The film’s breezy, jocose tone ensures you’re rarely bored, but also rarely engaged. Spurlock, ever skilled at turning the obvious into the trivial, passes by every occasion to dig deeper into his subject matter. He only briefly delves into the unnerving practice of neuromarketing, in which MRI scans are used to shape movie trailers. He runs himself through the process, cracks a few jokes, and then zips off to the next setup. A discussion with a class of high school students suggests that the kids have thought more about the effect of advertising on their lives than Spurlock has. Making us aware of these things is not without value, but that’s a pretty weak peg to hang an entire film on.
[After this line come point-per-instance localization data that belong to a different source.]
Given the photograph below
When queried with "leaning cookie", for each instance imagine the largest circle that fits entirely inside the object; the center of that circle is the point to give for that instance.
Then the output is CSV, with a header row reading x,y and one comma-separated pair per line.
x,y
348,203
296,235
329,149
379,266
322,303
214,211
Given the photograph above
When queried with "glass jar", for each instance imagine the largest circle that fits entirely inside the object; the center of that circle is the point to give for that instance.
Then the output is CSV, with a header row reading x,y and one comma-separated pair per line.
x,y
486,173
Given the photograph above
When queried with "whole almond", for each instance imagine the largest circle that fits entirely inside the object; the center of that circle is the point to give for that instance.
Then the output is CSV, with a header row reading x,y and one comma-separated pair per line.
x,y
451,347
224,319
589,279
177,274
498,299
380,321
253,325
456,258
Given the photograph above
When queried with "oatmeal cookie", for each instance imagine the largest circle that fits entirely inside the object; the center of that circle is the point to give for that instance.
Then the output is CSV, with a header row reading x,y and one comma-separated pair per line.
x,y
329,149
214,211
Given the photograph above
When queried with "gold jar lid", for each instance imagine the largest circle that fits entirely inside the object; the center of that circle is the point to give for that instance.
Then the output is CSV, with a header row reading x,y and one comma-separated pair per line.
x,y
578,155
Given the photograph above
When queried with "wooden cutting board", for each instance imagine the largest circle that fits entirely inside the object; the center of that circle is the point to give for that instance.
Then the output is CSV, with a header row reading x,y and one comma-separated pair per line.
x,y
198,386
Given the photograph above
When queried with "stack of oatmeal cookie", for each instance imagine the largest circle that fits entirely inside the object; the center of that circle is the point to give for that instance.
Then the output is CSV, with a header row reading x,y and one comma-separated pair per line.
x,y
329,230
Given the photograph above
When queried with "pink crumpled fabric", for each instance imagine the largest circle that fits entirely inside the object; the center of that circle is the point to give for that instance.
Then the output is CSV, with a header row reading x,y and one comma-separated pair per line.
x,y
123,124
Look, I won’t deny that the man’s intentions are honourable here. Much like in Super Size Me, he takes on the role of guinea pig for the social good, subjecting himself to an unnatural process so that we don’t have to (as if we ever would). He also wrestles with issues of art and commerce in the process, but that only results in the embarrassing sight of a middling artist contemplating his own integrity. It’s a bit like a gold fish discovering the little tree is plastic yet never realizing that he’s in a bowl. Spurlock’s world is already so limited—does it really matter if it also turns out to be fake?
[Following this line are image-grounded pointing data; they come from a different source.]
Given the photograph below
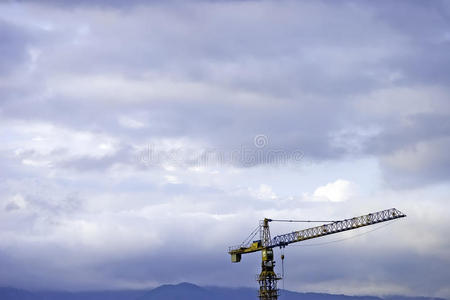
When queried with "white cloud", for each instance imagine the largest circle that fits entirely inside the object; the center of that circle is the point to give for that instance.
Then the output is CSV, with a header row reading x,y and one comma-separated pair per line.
x,y
337,191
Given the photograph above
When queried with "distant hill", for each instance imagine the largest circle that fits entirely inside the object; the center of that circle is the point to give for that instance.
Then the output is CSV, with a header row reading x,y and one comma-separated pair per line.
x,y
182,291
But perhaps that’s unfair. Even lousy art has its own integrity. The problem is that Spurlock’s approach to the material is so relentlessly banal that there isn’t really anything to compromise. The film amounts to little more than a few abbreviated talking-head interviews, a couple of modestly amusing sketches, and the occasional generic montages (plus commercial breaks!). What’s he saying that might be jeopardized by the interference of commerce? Far too toothless to be a polemic, the film amounts to little more than, “Advertising is everywhere, it sucks, whattaya gonna do about it?” Spurlock settles for a nice walk in the woods. Well, bully for him.